John: Yeah, Adam we didn't get into this in the episode but I did want to mention that, yeah, way back when we worked at Pivotal together, you were really involved in the like observability space and Prometheus and Grafana and like deep, deep SRE practices.

On the whole like self-healing infrastructure stuff, do you see a lot of the same patterns emerging like, but now it's just AI agents?

Adam: Yeah, no, I definitely do. And going back to like our MCP discussion, this is where like actually like the MCP just like starts to make a lot of sense. You want these isolated things are going to go, they're going to tool call you. Kind of like I said, you want to have these agents that have limited scope of they're going to try to accomplish a task and specific tools they're going to call.

And it's easier to plumb that with MCP than it is to try to install stuff in some container and then it could use it. I mean that is a way, you could do it that way. But MCP kind of opens up, "Hey, any of our APIs we need to go grab, go hit this MCP server"

You know, Brian, you were mentioning like Supabase. Like I'm seeing that as like-- Or like I'm working on a project right now and I'm like, "oh, Snowflake has an MCP and it's like oh, that's like a huge unlock potentially."

Brian: Yeah. I just gave a workshop at the Small Data conf. So DuckDB hosts this and they got wind of like, I used the DuckDB MCP and also DLT Hub's MCP and this built this like DLT pipeline to basically siphon data off of GitHub and it was just more of like hey, can I do it?

One, I can't do it without the help of AI. Two, like let me use these MCPs to get me unblocked to build this product. And where I find MCP working really well is like onboarding. Like I didn't know anything about those two open source projects but I onboarded myself pretty quickly into them thanks to MCP.

Am I using them day to day all the time? No, but when I have to go do some cleanup or if I didn't want to build like a larger feature or new pipeline, I will bring those in for that experience.

Adam: Yeah. And I mean one of the things with the Snowflake one that I'm kind of excited about is like Snowflake has put a lot into text-to-SQL. And so you can have your own kind of internal stuff to query your warehouse, it's like almost basically free. You can kind of just like set it up and be like, if I work in healthcare, "show me patients where this happened."

John: Yeah.

Adam: And definitely that's game changer for them.

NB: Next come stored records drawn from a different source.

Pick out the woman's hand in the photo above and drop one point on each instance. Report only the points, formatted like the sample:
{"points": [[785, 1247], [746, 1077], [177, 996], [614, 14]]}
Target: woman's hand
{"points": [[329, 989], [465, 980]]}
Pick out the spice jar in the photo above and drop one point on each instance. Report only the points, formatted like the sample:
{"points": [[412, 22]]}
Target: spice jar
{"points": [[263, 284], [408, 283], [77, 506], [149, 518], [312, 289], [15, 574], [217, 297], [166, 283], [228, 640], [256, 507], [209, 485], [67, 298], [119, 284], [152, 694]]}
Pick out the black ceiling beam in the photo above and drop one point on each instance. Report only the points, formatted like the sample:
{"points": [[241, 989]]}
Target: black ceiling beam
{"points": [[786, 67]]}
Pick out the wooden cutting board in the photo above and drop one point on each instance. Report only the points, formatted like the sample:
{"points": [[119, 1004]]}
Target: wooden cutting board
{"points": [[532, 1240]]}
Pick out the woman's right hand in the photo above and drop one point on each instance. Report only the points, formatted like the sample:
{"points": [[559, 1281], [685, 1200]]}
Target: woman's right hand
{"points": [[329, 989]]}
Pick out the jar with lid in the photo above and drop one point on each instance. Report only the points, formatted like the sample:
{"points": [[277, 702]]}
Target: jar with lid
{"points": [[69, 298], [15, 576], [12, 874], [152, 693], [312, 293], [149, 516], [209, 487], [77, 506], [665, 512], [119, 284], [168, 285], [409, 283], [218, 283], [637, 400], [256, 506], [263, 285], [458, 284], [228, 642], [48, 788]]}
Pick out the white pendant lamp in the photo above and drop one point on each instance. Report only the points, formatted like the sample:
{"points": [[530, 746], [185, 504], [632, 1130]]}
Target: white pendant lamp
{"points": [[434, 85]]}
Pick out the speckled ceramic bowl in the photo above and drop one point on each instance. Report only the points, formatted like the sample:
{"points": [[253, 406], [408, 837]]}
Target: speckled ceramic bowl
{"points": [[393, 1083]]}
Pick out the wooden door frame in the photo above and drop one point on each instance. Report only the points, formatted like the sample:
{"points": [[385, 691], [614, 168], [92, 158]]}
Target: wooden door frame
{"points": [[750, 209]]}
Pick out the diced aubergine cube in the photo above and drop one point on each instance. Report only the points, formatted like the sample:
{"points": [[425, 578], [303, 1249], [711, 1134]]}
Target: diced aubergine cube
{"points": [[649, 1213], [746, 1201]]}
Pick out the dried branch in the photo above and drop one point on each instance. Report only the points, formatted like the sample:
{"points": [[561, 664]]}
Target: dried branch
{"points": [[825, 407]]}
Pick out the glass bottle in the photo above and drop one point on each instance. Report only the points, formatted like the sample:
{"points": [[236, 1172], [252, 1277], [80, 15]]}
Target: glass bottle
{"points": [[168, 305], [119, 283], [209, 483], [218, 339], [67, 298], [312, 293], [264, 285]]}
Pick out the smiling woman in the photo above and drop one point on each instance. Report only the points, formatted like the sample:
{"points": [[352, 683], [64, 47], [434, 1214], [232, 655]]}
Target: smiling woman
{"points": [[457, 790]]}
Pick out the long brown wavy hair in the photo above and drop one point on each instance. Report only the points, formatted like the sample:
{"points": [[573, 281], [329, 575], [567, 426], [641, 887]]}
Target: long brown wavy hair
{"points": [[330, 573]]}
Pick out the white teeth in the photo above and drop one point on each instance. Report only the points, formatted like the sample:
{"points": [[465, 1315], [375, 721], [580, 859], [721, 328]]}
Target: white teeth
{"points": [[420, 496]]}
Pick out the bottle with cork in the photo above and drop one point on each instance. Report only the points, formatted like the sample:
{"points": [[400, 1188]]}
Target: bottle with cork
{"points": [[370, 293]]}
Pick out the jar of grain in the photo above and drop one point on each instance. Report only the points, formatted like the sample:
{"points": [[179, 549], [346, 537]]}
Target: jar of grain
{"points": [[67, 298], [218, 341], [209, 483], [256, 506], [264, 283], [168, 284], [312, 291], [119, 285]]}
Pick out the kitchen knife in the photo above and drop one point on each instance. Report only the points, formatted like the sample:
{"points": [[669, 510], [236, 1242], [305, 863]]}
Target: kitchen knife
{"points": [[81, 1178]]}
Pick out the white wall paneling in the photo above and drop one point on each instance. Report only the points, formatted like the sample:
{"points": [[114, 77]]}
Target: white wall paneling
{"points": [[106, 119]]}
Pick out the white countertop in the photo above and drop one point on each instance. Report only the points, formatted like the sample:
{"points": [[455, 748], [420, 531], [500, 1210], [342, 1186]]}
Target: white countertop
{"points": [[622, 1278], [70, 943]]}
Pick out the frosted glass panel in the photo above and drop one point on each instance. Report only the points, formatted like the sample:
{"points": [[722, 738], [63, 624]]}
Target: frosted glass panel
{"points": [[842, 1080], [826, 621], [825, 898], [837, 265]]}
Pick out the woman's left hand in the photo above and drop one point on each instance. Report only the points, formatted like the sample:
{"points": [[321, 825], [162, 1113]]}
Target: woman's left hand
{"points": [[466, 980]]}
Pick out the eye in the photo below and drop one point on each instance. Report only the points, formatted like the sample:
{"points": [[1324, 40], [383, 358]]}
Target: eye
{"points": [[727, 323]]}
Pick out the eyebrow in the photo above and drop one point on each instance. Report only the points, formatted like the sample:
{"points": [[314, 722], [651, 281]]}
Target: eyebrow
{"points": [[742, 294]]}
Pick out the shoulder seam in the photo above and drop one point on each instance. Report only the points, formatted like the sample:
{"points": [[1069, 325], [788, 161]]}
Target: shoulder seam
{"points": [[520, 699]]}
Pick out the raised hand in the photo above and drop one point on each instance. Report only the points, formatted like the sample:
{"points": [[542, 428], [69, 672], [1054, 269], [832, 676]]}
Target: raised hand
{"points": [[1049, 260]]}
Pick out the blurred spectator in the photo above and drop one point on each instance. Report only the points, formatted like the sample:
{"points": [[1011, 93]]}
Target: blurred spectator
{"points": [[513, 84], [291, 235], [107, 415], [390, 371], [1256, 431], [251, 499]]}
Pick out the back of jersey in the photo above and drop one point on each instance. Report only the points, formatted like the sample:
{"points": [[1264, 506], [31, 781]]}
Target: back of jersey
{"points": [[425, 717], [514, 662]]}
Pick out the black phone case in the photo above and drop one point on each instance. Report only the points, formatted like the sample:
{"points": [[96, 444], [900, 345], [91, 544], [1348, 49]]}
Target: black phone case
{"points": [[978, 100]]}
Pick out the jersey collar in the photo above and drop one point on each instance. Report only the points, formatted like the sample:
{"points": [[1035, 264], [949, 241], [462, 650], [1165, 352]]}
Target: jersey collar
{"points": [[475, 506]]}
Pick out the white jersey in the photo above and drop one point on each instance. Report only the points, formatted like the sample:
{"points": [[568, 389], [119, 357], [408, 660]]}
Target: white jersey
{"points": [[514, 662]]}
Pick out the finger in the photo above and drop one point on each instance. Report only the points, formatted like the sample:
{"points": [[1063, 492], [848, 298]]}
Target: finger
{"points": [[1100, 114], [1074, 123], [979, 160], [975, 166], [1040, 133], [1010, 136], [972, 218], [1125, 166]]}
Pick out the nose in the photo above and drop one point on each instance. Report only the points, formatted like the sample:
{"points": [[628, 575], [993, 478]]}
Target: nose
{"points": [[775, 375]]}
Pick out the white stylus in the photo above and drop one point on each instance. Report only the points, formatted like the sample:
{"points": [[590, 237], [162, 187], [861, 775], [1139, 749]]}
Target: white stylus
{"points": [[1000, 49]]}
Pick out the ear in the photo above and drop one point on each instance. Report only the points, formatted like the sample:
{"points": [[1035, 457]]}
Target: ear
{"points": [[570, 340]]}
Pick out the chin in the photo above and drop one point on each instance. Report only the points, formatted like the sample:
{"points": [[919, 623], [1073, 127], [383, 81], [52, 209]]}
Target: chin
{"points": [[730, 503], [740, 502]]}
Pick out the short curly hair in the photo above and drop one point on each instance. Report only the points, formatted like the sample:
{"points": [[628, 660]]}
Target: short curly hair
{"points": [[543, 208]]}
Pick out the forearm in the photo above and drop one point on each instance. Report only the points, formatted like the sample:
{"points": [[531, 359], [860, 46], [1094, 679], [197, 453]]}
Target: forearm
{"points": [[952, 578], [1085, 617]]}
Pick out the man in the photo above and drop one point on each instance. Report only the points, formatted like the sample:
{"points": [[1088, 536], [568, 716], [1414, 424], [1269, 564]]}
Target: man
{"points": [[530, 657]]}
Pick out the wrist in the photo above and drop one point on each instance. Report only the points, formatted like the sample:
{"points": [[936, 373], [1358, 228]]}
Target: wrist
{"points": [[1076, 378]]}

John: Yeah, this was actually a few models we were looking at using at the Linux foundation was their Arctic text-to-SQL models which are like very good and very cutting edge and can start to unlock some of those like niche use cases that you were talking about where it's like maybe you don't need the whole entire like chat box window thing or like chat agent, but like something that can take a shorter query, turn into SQL, hit your Snowflake, you get a bunch of data and then like that can unlock people who don't maybe have the data expertise.

It's very cool. But I think that's all the time we have for today. So Adam Hevenor, I wanted to say, thank you for joining us today. Check out Vibecheck, GitHub.com/hev/vibecheck or vibecheck.io. And remember, listeners, stay ready.